The Daily Parker

Politics, Weather, Photography, and the Dog

Under the hood of Weather Now

My my most recent post mentioned finishing the GetWeather component of Weather Now, my demo project that provides near-real-time aviation weather for most of the world. I thought some readers might be interested to know how it works.

The GetWeather component has three principal tasks:

In the Inner Drive Technology world, an Azure worker process uses an arbitrary collection of objects that implement the IWorkerTask interface. The interface defines Interval and LastRun properties and an Execute method, which is all the worker process needs to know. The tasks are responsible for their own lifespans, reentry prevention, etc. (That's another discussion.)

In order to decouple the data source (NOAA now, other sources in the future) from the application, I split the three tasks into two IWorkerTask classes:

  • The NoaaFileDownloadingWorkerTask opens an FTP connection to the NOAA public weather servers, retrieves the files it hasn't already retrieved, and stores the contents in Azure Blob Storage; and
  • The NoaaFileParsingWorkerTask pulls the files out of Azure Storage, parses them, and stores the results in an Azure SQL Database and Azure table storage.
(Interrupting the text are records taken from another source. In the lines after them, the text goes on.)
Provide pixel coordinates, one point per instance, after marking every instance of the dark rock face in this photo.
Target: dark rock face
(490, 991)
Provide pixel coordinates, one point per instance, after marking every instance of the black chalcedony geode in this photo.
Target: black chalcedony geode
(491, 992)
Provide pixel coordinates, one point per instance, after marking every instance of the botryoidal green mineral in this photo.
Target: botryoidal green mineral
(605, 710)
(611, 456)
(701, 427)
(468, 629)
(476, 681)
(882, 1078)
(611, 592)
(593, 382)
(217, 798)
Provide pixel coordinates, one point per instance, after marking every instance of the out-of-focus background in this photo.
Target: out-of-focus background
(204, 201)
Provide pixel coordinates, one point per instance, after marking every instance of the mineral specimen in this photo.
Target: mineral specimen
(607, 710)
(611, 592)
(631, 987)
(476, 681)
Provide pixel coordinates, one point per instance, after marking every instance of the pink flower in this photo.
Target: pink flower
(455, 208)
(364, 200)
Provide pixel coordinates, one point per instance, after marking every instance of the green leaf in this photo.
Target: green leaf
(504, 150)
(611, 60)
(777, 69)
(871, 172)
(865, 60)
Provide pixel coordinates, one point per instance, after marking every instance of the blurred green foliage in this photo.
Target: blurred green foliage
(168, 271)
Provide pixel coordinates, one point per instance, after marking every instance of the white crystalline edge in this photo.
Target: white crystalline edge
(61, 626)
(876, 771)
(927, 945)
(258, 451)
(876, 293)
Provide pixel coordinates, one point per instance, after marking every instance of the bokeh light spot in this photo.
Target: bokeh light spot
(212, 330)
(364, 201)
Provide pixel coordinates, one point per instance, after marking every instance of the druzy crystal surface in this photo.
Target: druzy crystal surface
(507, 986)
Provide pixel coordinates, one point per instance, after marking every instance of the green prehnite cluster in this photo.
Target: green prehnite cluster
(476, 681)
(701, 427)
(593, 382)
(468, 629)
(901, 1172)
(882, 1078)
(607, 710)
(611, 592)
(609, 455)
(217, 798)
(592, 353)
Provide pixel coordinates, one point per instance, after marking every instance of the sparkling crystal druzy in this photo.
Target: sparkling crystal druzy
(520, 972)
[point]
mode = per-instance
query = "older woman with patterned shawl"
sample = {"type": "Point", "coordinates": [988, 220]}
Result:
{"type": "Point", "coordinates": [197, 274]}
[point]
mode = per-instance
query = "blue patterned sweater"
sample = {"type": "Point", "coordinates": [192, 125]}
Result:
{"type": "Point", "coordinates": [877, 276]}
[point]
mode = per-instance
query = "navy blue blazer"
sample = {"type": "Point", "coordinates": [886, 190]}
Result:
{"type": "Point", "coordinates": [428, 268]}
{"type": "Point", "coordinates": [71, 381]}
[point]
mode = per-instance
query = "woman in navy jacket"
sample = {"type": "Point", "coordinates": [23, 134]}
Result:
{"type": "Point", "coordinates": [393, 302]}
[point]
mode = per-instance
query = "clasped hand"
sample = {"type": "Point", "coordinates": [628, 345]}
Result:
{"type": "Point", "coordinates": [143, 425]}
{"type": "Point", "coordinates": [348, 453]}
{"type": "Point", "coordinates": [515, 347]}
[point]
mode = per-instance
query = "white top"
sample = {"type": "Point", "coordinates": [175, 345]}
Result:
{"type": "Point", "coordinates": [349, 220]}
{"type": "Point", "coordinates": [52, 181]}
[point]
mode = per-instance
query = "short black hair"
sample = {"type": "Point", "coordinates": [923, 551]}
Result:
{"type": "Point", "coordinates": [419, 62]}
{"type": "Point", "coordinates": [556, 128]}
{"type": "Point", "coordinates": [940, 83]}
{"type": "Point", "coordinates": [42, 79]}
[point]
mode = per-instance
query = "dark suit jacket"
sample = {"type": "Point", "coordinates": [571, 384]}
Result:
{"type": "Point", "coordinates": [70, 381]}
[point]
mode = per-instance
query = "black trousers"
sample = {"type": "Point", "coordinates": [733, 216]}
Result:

I'm using Azure storage as an intermediary between the two sides of the process because my analysis led me to the conclusion that they're really independent of each other. Coupling of the two tasks in the current (2002) version of GetWeather causes all kinds of problems, not least that a failure in one task can stop the whole thing. If, as happens given the nature of the Internet, the FTP side has an unrecoverable problem, the application has to restart. In actual practice it simply kills itself and waits for the next time it runs, which can be a while because it's running on a Windows Server 2008 Scheduler job every 30 minutes.

The new architecture will allow the parser to run every minute or two, see if it has anything to do by looking at some metadata, and do its job if needed. I can change a system setting to stop it from running (for example, because I need to do some database maintenance), while letting the downloader continue to work separately.

On the other side, the downloader can run every 5 minutes, snatch the one or two files it needs from NOAA, and shut down cleanly without waiting for the parser. NOAA likes this because the connection is only open for a few seconds, instead of the 27 minutes it stays open right now. And if the NOAA server isn't available, so what? It's a clean shutdown and a clean start a few minutes later.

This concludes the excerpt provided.